Les jours d’écoles, nous ne sommes pas avec notre plus vieux alors il nous faut préparer à l’avance une partie du calcul, selon ce que nous lui donneront comme repas. Il faut donc calculer les glucides du repas et préparer la feuille de calcul pour que le personnel de l’école puisse terminer le calcul de l’insuline.
Du côté de son jeune frère, comme le calcul est plus simple pour le moment et que les repas sur place sont toujours préparés par la cuisine de l’établissement, il y a un peu moins de planification requise mais il faut néanmoins avoir une bonne notion de ce qu’il mange. Nous avons donc préparé des gabarits pour que l’équipe de la cuisine puisse inscrire exactement ce que notre garçon mange aux collations et au dîner. On récolte le tout le soir et on transcrit les données dans notre chiffrier.
Tout au long de la journée et de la nuit, nos deux garçons sont aussi à risque d’hypoglycémie et il faut donc continuellement être prêts à intervenir.
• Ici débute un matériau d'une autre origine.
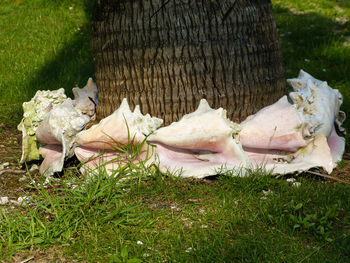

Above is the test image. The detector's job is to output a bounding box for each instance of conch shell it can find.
[36,99,90,176]
[75,98,163,174]
[72,78,98,121]
[239,70,345,174]
[147,99,250,178]
[18,88,67,163]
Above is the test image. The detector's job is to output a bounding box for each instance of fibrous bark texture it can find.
[93,0,285,124]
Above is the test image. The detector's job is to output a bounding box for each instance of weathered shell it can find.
[18,88,67,163]
[147,99,250,178]
[287,70,345,137]
[239,96,310,152]
[36,99,90,176]
[72,78,98,121]
[239,71,345,174]
[75,99,163,173]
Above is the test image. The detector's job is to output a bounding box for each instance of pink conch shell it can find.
[36,99,90,176]
[72,78,98,121]
[147,99,250,178]
[239,71,345,174]
[239,96,309,152]
[75,99,163,172]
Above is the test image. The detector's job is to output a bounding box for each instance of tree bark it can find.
[93,0,285,124]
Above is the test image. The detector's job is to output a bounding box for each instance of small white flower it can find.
[286,178,296,183]
[292,182,301,188]
[262,190,273,195]
[0,196,9,205]
[186,247,192,253]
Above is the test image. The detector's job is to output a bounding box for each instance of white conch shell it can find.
[18,88,67,163]
[75,98,163,175]
[147,99,250,178]
[239,71,345,174]
[36,99,90,176]
[72,78,98,121]
[287,70,345,137]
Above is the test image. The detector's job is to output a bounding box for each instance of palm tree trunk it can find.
[93,0,285,124]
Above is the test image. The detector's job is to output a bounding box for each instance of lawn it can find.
[0,0,350,263]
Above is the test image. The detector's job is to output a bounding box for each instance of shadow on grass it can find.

Nous sommes chanceux de pouvoir compter sur le personnel de l’école et du centre de la petite enfance pour s’occuper d’eux durant les jours de la semaine. Mais il arrive fréquemment que nous devions nous lever en pleine nuit pour aller vérifier l’état de leur glycémie et parfois même intervenir.
Malgré tous ces défis et le stress qu’ils nous procurent, je ne saurais dire à quel point nous aimons nos merveilleux garçons et combien nous sommes fiers d’eux!